Grâce aux capacités considérablement améliorées des télescopes d'aujourd'hui, les astronomes ont sondé plus profondément le cosmos et plus loin dans le temps. Ce faisant, ils ont pu aborder certains mystères de longue date sur l'évolution de l'Univers depuis le Big Bang. L'un de ces mystères est de savoir comment les trous noirs supermassifs (SMBH), qui jouent un rôle crucial dans l'évolution des galaxies, se sont formés au début de l'Univers.
À l'aide du Very Large Telescope (VLT) de l'ESO au Chili, une équipe internationale d'astronomes a observé des galaxies lorsqu'elles sont apparues environ 1,5 milliard d'années après le Big Bang (il y a environ 12,5 milliards d'années). Étonnamment, ils ont observé de grands réservoirs d'hydrogène gazeux frais qui auraient pu constituer une «source de nourriture» suffisante pour les SMBH. Ces résultats pourraient expliquer la croissance si rapide des SMBH pendant la période connue sous le nom de Cosmic Dawn.
L'équipe était dirigée par le Dr Emanuele Paolo Farina du Max Planck Institute for Astronomy (MPIA) et du Max Planck Institute for Astrophysics (MPA). Il a été rejoint par des chercheurs du MPIA et du MPA, de l'Observatoire européen austral (ESO), de l'UC Santa Barbara, de l'Observatoire astrophysique Arcetri, de l'Observatoire astrophysique et des sciences spatiales de Bologne et de l'Institut Max Planck de physique extraterrestre (MPEP).

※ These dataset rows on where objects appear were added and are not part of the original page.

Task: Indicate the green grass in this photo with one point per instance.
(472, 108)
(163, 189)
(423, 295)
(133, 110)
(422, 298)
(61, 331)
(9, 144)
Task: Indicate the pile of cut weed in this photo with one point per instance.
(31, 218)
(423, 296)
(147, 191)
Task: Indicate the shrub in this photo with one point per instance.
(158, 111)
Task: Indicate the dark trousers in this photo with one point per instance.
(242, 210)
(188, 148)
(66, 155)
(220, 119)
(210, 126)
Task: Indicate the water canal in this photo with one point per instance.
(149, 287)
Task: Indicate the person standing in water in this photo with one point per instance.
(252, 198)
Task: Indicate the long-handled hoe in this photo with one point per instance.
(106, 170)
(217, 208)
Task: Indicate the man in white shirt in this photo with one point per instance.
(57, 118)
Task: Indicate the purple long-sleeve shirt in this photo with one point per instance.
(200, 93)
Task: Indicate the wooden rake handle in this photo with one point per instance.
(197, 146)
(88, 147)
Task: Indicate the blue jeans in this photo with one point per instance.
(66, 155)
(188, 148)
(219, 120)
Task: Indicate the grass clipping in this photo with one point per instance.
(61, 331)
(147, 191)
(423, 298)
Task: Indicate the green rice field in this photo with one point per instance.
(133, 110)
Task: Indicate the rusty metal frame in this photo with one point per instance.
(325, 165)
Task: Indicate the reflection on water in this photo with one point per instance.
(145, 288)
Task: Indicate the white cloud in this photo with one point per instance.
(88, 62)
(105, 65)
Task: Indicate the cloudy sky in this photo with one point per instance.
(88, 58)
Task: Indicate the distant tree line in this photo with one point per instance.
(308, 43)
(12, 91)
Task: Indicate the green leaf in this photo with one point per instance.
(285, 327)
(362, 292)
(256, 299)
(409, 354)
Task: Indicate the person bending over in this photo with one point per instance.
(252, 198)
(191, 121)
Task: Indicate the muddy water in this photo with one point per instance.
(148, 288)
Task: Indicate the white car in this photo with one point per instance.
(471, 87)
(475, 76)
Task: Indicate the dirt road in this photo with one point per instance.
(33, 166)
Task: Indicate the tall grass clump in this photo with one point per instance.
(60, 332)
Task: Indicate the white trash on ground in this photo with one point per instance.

Depuis des décennies, les astronomes étudient les SMBH, qui existent au cœur de la plupart des galaxies et sont identifiés par leurs noyaux galactiques actifs (AGN). Ces noyaux, également appelés quasars, peuvent émettre plus d'énergie et de lumière que le reste des étoiles de la galaxie réunies. À ce jour, le plus éloigné observé est ULAS J1342 + 0928, qui est situé à 13,1 milliards d'années-lumière.
Étant donné que les premières étoiles se seraient formées seulement 100 000 ans après le Big Bang (il y a environ 13,8 milliards d'années), cela signifie que les SMBH devaient se former rapidement à partir des premières étoiles pour mourir. Jusqu'à présent, cependant, les astronomes n'avaient pas trouvé de poussière et de gaz en quantités suffisamment élevées au début de l'Univers pour expliquer cette croissance rapide.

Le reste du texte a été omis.